L’habit en laine occupe une place particulière sur le marché du vêtement. Son prix élevé, tributaire de la crise lainière, en fait un produit de niche réservé à une clientèle sensibilisée aux enjeux de production locale et durable.

La laine excite les représentations : elle a l’image d’Épinal d’être un matériau traditionnel de la production textile. Elle représente pourtant aujourd’hui moins d’e 1 % de la fibre utilisée dans l’industrie du tissu. « La croissance fulgurante depuis les années quatre-vingt de l’usage de fibres synthétiques y est pour quelque chose », explique Marie-Thérèse Chaupin, membre de l’association Atelier Laines d’Europe. Au festival lainier « La Bêêêle et Laine » de Saint-Saulge (Nièvre), nous avons eu l’occasion de rencontrer plusieurs acteurs de la filière laine française. Chacun livrant le témoignage de son métier, nous avons pu ébaucher une vision d’ensemble de cet écosystème fragile de l’industrie française.

Concurrence des fibres synthétiques

70 % de nos objets en tissu, vêtements, sacs, objets de mobilier, sont produits à partir de ce dérivé du pétrole. Cette matière standardisée, industrielle et plastique bénéficie d’une production massive et peu coûteuse, et permet ainsi certaines dérives comme la « fast fashion » que dénonce Marie-Thérèse Chaupin. « Enfant, pour avoir un manteau, il fallait d’abord aller acheter le tissu en mercerie, puis l’emmener à la couturière. Nous avions alors conscience de la valeur de l’objet », raconte-t-elle. L’industrie du vêtement génère énormément de déchets et de pollution à travers le monde. En plus de leur caractère non biodégradable, les vêtements en fibres synthétiques rejettent des microplastiques dans l’environnement via les eaux de lavage, et leur qualité composite les rend difficiles à recycler. Pour Marie-Thérèse Chaupin, les initiatives de valorisation de la laine de mouton ont un rôle à jouer dans la création d’alternatives à la « fast fashion ».

Crise lainière

L’association Atelier Laines d’Europe fédère les producteurs, les entreprises et les artisans de la laine en Europe. Elle défend une production locale, maîtrisée et solidaire. Cette solidarité, la filière laine en a bien besoin, car son histoire récente en France est celle de sa crise. « Durant deux siècles, le nord de la France concentrait les moyens de production, et le sud les élevages de tradition pastorale. Cette situation était idéale et la laine était alors une fibre majoritaire du textile », explique Stéphane Boileau, consultant pour la filière. D’abord concurrencée par l’apparition des fibres synthétiques, la laine en suint a commencé à être massivement envoyée vers les pays d’Asie pour des questions de coût du lavage. « L’entrée en 2005 de la Chine dans l’OMC finit d’achever la plupart des laveries françaises restantes. » La Chine a depuis augmenté sérieusement la taille de son cheptel ovin, diminuant du même coup sa demande en laine française. Au bilan, les capacités de traitement de la laine sont drastiquement amoindries, et l’absence de débouchés conduit les éleveurs à se débarrasser de la laine, ou bien à la stocker dans l’attente d’une remontée de son cours.

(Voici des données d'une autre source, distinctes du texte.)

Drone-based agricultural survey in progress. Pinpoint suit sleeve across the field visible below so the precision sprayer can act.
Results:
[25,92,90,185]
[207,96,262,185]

Une filière toujours active

Cependant la laine inspire toujours les producteurs, transformateurs et consommateurs français. Malgré un prix de vente ne pouvant assurer une rentabilité économique, certains éleveurs préfèrent encore voir ce coproduit valorisé en France. Quelques lavages artisanaux perdurent et l’entreprise de lavage de Saugues en Haute-Loire dernière unité de lavage industrielle de laine en France, est encore en activité. Côté consommateur la laine française occupe – en concurrence avec le lin et le chanvre français – le marché de niche des matières textiles écologiques et locales. « C’est une clientèle citadine qui a les moyens », raconte Thibaut Fouchez, exploitant de la ferme du Gentilhomme. Cette ferme de la Nièvre a la particularité de commercialiser des vêtements en laine issue de son élevage de brebis hampshire. Produire des objets de qualité en 100 % made in France a un coût, et requiert un effort important. « Aujourd’hui cette activité est rentable, mais c’est uniquement parce qu’on ne compte pas notre main-d’œuvre dedans. On fait ce travail en plus, comme en bénévole », explique-t-il.

Le rôle de l’artisanat

La valorisation de la laine française est pour une part importante assurée par des métiers artisanaux, qui participent à la préservation de certains savoir-faire traditionnels. Ces productions de petite échelle imposent également des prix élevés pour être rémunératrices. « Il faut s’accrocher pour trouver sa clientèle », confie Solène Chilard, jeune créatrice de la marque Barbiche. Solène Chilard est artisane du fil. Seule, elle teint le fil grâce aux pigments végétaux issus de ses collectes ou achats, et conçoit des vêtements en laine qu’elle tricote en utilisant une machine manuelle. Fille d’agricultrice, elle est, comme beaucoup d’artisanes, sensible à la question de la délocalisation de la transformation lainière.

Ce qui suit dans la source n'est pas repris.